Bagikan:

KEDIRI — Kepolisian Resor Kediri Kota, Jawa Timur, mengusut kematian seorang balita berusia empat tahun asal Kelurahan Ngronggo yang ditemukan meninggal dunia dengan sejumlah luka lebam di tubuhnya.

Kepala Satuan Reserse Kriminal Polres Kediri Kota, AKP Achmad Elyasarif Martadinata, mengatakan penyidik masih mengumpulkan keterangan dari sejumlah saksi, termasuk ibu, nenek, dan ayah tiri korban.

“Kami masih mendalami keterangan mereka untuk mengetahui penyebab pasti kematian anak tersebut,” ujar Elyasarif, dikutip Antara Kamis 16 April.

Selain itu, polisi juga berkoordinasi dengan tim medis untuk memastikan penyebab kematian korban, apakah murni karena faktor alami atau terdapat indikasi kekerasan.

Korban ditemukan meninggal dunia di rumahnya pada Rabu (15/4) petang. Saat kejadian, korban berada di rumah bersama neneknya, sementara kedua orang tuanya bekerja di luar.

Jenazah korban kemudian dibawa ke Rumah Sakit Bhayangkara Kediri untuk menjalani visum et repertum.

“Luka lebam yang ditemukan masih kami dalami. Kami menunggu hasil pemeriksaan medis agar penanganan kasus ini lebih jelas dan objektif,” katanya.

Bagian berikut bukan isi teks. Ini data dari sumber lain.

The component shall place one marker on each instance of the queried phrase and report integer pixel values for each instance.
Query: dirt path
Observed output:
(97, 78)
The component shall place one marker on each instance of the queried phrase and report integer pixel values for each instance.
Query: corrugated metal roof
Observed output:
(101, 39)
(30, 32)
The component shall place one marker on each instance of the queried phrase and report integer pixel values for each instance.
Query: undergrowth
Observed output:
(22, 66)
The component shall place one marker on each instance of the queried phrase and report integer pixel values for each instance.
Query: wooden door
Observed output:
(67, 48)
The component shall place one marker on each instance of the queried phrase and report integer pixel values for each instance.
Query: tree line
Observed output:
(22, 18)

Sementara itu, kakak kandung korban, Muhammad Wahyudi (26), mengaku terakhir bertemu adiknya dua hari sebelum kejadian. Ia menyebut korban kerap terlihat tertidur setiap kali ia berkunjung ke rumah neneknya.

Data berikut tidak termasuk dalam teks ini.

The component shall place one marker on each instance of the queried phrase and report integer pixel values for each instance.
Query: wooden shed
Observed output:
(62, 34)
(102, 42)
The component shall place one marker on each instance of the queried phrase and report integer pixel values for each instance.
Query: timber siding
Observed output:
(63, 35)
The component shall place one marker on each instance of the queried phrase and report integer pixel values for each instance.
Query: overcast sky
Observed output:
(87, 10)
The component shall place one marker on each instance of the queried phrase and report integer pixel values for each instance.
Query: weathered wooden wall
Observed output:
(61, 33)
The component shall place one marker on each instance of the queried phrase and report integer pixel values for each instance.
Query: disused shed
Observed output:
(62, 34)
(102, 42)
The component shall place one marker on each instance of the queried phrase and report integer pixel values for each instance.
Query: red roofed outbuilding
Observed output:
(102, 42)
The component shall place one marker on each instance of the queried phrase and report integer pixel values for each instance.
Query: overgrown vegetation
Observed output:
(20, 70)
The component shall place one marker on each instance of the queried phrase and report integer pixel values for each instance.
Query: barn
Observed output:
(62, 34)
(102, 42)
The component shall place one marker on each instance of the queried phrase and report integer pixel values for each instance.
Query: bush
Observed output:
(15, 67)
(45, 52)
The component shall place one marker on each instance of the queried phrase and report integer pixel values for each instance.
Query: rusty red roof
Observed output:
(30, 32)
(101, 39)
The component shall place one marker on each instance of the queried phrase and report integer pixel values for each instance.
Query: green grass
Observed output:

“Dua hari lalu saya ke sana, dia tidur. Setiap saya datang juga seringnya tidur,” ujar Wahyudi.

Ia mengaku terkejut atas kematian adiknya dan berharap polisi dapat mengusut tuntas kasus tersebut.

“Saya berharap kejadian ini bisa diungkap, dicari kebenarannya,” katanya.